А с его точки зрения, не считая неверного медицинского диагноза, было очевидно, что Морвенна страдает от глубокой меланхолии. И она никуда не делась, пусть и уменьшилась. Теплый разговор с Морвенной о том о сем позволил Дуайту безошибочно определить, что она в ужасе от физического внимания мужа, и это частично является причиной ее подавленности.
Ее муж был человеком Господа, а Дуайт — всего лишь медиком, и это значило, что он может лишь внести предложения по этому вопросу, которые, как он знал наперед, будут встречены в штыки. В любом случае, исправлять несчастливый брак — не его дело. В прошлый раз он был вправе, как доктор, запретить соитие на месяц. Никто не оспаривал его право. Но теперь Морвенна и впрямь была достаточно здорова в физическом смысле, чтобы возобновить супружеские отношения. У нее болела только душа. Она просто не желала физической близости. То ли муж был ей противен, то ли она принадлежала к числу несчастных, неизлечимо холодных женщин.

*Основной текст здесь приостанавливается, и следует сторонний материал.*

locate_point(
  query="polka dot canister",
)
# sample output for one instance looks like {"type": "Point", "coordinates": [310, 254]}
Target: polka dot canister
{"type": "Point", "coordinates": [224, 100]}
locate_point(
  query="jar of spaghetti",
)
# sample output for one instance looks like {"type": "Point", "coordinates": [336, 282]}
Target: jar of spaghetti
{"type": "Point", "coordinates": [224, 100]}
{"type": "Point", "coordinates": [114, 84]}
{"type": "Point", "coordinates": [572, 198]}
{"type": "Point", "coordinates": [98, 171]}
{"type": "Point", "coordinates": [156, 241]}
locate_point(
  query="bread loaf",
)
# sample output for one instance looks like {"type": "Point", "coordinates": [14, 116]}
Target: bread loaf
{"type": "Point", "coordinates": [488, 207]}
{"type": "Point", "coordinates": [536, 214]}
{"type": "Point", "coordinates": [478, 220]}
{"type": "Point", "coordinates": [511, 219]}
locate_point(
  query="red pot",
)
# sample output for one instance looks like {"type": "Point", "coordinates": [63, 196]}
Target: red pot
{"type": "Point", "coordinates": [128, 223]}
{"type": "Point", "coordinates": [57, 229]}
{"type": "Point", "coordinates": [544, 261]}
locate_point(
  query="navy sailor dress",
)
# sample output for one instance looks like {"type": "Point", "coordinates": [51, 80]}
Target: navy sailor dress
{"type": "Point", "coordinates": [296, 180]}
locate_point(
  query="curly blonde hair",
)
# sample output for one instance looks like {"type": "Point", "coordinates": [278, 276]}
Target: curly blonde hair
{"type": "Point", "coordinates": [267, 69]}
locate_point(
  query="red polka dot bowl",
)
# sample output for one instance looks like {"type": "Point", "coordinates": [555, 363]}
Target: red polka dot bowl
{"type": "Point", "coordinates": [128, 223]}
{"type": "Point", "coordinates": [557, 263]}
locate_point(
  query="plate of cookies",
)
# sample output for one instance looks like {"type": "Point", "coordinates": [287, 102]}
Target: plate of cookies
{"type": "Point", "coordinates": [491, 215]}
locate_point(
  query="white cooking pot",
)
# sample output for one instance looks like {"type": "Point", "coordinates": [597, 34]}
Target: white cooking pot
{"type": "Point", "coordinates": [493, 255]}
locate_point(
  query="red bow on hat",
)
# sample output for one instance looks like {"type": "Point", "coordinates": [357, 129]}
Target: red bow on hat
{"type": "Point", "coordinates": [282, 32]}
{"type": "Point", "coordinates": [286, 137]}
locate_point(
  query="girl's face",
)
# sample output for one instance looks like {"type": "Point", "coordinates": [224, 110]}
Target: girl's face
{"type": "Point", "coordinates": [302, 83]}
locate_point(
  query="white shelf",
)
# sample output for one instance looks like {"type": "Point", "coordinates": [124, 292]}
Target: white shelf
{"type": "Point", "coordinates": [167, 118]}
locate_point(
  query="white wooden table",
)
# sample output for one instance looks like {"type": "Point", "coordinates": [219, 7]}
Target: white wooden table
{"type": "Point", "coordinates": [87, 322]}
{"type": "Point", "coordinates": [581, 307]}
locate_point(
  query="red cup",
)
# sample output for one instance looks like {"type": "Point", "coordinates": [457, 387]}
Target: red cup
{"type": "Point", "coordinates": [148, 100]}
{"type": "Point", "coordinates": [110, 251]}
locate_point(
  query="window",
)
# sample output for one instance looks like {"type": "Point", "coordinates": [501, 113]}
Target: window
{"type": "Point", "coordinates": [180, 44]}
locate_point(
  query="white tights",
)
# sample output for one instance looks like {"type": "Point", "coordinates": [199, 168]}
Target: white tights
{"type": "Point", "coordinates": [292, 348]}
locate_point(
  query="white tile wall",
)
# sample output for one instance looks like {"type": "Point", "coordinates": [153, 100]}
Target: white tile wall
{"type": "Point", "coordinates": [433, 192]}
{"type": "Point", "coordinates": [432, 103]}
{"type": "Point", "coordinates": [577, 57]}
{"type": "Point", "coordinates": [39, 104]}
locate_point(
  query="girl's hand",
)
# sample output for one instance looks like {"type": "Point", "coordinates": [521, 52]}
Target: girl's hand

Но какое право доктор имел вмешиваться? Очевидно, эта ситуация ставила мистера Уитворта в неприятное положение. Но Морвенна была его пациенткой. А Уитворт выглядел здоровым, как бык. Неужели Дуайт не может воспользоваться правами медика и запретить им отношения, скажем, еще на пару недель? Уитворт — христианин и джентльмен, и наверняка подчинится. Еще две недели могут заметно отразиться на его жене. И будет правильно, если Дуайт намекнет Морвенне об обязанностях в браке. Еще одна трудная задача.
Но, к счастью, до этого оставалась еще неделя.
После его отъезда в доме тихо трапезничали. Викарий прихода святой Маргариты, возможный викарий Сола и Грамблера, сидел между двумя высокими сестрами за слишком длинным для них столом. Лакей в белых перчатках сверкающими приборами подавал телячьи ножки в розмариновом соусе.
— Так значит, его светлость сказал, что ты поправилась, Морвенна, — заметил викарий, накалывая на вилку кусок мяса. Он отправил его глубоко в рот, словно боялся, что тот сбежит, и задумчиво прожевал. Осборн придумал это саркастическое прозвище для Дуайта еще в первый его визит. — Укрепляющее лечение принесло успех, и твой недуг проходит, да?